Die diesjährige Fuckparade wird am Leipziger Platz mit der Startkundgebung beginnen, inmitten der „neuen“ Mitte mit seinen repräsentativ erscheinenden, aber leerstehenden Bürogebäuden, einem Musterbeispiel für die Widersinnigkeit des Subventionsbau- und Mietpreiswahns am Potsdamer Platz. Während sich rings um den Bunker die Mietpreise „nur“ vervierfacht haben, liegen die Forderungen z.B. für das ehemals von ver.di gemieteten Gebäudes an den Parkkolonnaden bei 23.000 Euro – täglich!
Gerade am Leipziger Platz hatte sich nach der Maueröffnung die damals richtungsweisende Berliner Technoszene mit den weltweit bekannten Clubs „E-Werk“, „Tresor“ und „WMF“ etabliert und entwickelt.
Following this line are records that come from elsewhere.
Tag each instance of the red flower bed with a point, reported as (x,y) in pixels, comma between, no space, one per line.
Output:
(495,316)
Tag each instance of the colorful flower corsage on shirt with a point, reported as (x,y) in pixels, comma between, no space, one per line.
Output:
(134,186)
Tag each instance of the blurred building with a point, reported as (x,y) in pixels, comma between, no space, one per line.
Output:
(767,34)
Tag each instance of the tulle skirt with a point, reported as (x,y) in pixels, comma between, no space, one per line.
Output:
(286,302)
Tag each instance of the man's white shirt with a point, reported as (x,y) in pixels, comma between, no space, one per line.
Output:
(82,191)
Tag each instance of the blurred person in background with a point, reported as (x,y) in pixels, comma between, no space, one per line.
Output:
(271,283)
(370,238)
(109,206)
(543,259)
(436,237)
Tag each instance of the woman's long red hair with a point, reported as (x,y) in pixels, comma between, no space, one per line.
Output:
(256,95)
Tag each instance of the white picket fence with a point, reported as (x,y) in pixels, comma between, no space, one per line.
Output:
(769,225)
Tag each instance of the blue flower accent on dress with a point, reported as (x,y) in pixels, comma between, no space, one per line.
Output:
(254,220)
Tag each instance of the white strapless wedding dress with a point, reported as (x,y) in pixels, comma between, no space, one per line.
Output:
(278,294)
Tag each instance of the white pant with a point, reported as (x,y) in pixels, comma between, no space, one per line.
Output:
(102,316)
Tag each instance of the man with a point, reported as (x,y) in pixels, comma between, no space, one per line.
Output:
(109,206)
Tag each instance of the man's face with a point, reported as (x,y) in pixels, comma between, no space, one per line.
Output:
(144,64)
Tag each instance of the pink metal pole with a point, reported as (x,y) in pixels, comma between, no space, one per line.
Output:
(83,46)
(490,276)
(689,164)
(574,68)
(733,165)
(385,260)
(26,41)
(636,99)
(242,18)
Dieses Stück Berliner Kultur musste einer senatsforcierten Stadtplanung weichen – ironischerweise präsentiert sich Berlin gerne weiterhin mit diesem subkulturellen Image, obwohl die politisch Verantwortlichen nicht unwesentlich an seiner Verdrängung beteiligt waren und sind.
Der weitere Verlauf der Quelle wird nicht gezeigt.